Ja, aber nur wenige sind gewillt oder in der Lage, nach den Methoden der evidenzbasierten Medizin zu arbeiten, die heute international wissenschaftlicher Standard ist. Um für uns ein Gutachten zu erstellen, muss man systematisch Studien recherchieren, sie überprüfen, die Daten kontrollieren, die verlässlichen auswählen, zusammenfassen und interpretieren. Außerdem muss man angeben, ob man als Sachverständiger selbst Interessenskonflikte hat, also welche Pharmafirmen einen finanziell unterstützen und Ähnliches. Wenn Sie das alles berücksichtigen wird die Zahl der Mediziner, die in Deutschland für so was in Frage kommen, doch sehr überschaubar. Außerdem gibt es die Sorge in der Branche: Wer mit uns zusammenarbeitet, wird von der Industrie künftig geschnitten. Anfang 2005 haben wir dann eben an der Uni Graz Sachverständige gefunden, die angesichts der Menge und des Zeitdrucks einige Unteraufträge an das DIeM vergeben haben. Wir hätten diese Unteraufträge verbieten können – doch dann hätten wir auch manche medizinische Frage nicht klären können, die heute vielen Ärzten und Patienten im Alltag hilft.

Was meinen Sie damit?

Beim Auftrag über den Bluthochdruck haben wir zum Beispiel herausgefunden, dass die günstigsten Arzneimittel mindestens genau so gut wirken, zum Teil sogar besser, als die teuersten. Auch bei den Diabetesmedikamenten, den Cholesterinsenkern oder den Blutverdünnern haben wir mache Behauptungen von Pharmaunternehmen über die angeblich bessere Wirkung ihrer Neuheiten als Mythos entzaubert.

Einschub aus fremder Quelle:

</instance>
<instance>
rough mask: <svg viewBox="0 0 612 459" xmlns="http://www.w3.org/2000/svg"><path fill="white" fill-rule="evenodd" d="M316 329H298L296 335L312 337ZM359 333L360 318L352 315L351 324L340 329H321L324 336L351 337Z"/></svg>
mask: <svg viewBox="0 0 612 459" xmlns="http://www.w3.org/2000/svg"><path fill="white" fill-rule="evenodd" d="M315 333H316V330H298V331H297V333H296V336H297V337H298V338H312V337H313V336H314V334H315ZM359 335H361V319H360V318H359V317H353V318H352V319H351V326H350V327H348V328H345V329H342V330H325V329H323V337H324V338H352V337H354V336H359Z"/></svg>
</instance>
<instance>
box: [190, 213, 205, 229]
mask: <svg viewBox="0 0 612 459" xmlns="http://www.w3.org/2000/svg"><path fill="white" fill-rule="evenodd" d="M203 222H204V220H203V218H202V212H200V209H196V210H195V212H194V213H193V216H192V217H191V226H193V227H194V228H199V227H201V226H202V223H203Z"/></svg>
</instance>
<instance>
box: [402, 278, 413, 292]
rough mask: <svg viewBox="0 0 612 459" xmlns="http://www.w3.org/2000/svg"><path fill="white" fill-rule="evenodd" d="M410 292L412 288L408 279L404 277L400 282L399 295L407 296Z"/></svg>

Und sich damit viele Feinde gemacht...

Das weiß ich nicht. Ich finde es nur schade, dass man hierzulande so heftig gegen Institute wie unseres vorgeht, das eben unabhängig von der Pharmaindustrie versucht, bestimmte medizinische Fragen zu klären.

Vorstandssprecher Andreas Köhler, der gleichzeitig Chef der Kassenärztlichen Vereinigung ist, hat nach einem Gespräch mit Ihnen an die vier anderen Vorstandsmitglieder der Iqwig-Stiftung einen Brief geschrieben, indem es heißt: "Im Ergebnis dieses Gesprächs muss festgestellt werden, dass die Behauptungen und Vermutungen größtenteils leider zutreffend sind."

Das ist mitnichten der Fall. Ich teile hier seine Auffassung nicht. Ich selbst habe dem Vorstand jedenfalls mitgeteilt, dass es im Hinblick auf die Vergabeverfahren des Iqwig keinerlei Unregelmäßigkeiten gibt und dass gegen die Beschlüsse des Vorstands nie verstoßen wurde.

Die Auftragsvergabe an das Institut Ihrer Frau hat trotz allem auch einen Nebengeschmack.

Ja, das mag sein. Auch wenn es formell korrekt war, war es vielleicht nicht richtig, weil man sich angreifbar macht. Aber auf die Arbeit des DIeM zu verzichten, hätte vor allem bedeutet, viele medizinische Fragen, mit denen Ärzte, Krankenkassen und Gesundheitsministerium an uns herangetreten sind, nicht beantworten zu können – oder zumindest nicht so schnell wie bisher.

Haben Sie die ganzen Anfeindungen der letzten Jahre nicht langsam satt? Die Pharmalobby wartet doch nur darauf, dass Sie entnervt aufgeben.

Ich hab mich ja nicht beworben um diesen Job. Zuvor war ich als Chefarzt sehr zufrieden. Die Patienten fehlen mir jetzt. Die Leitung des Iqwig habe ich übernommen, weil ich dachte, so kannst du für die Patienten mehr tun. Die direkte Arbeit für und mit Patienten bringt aber deutlich mehr Freude.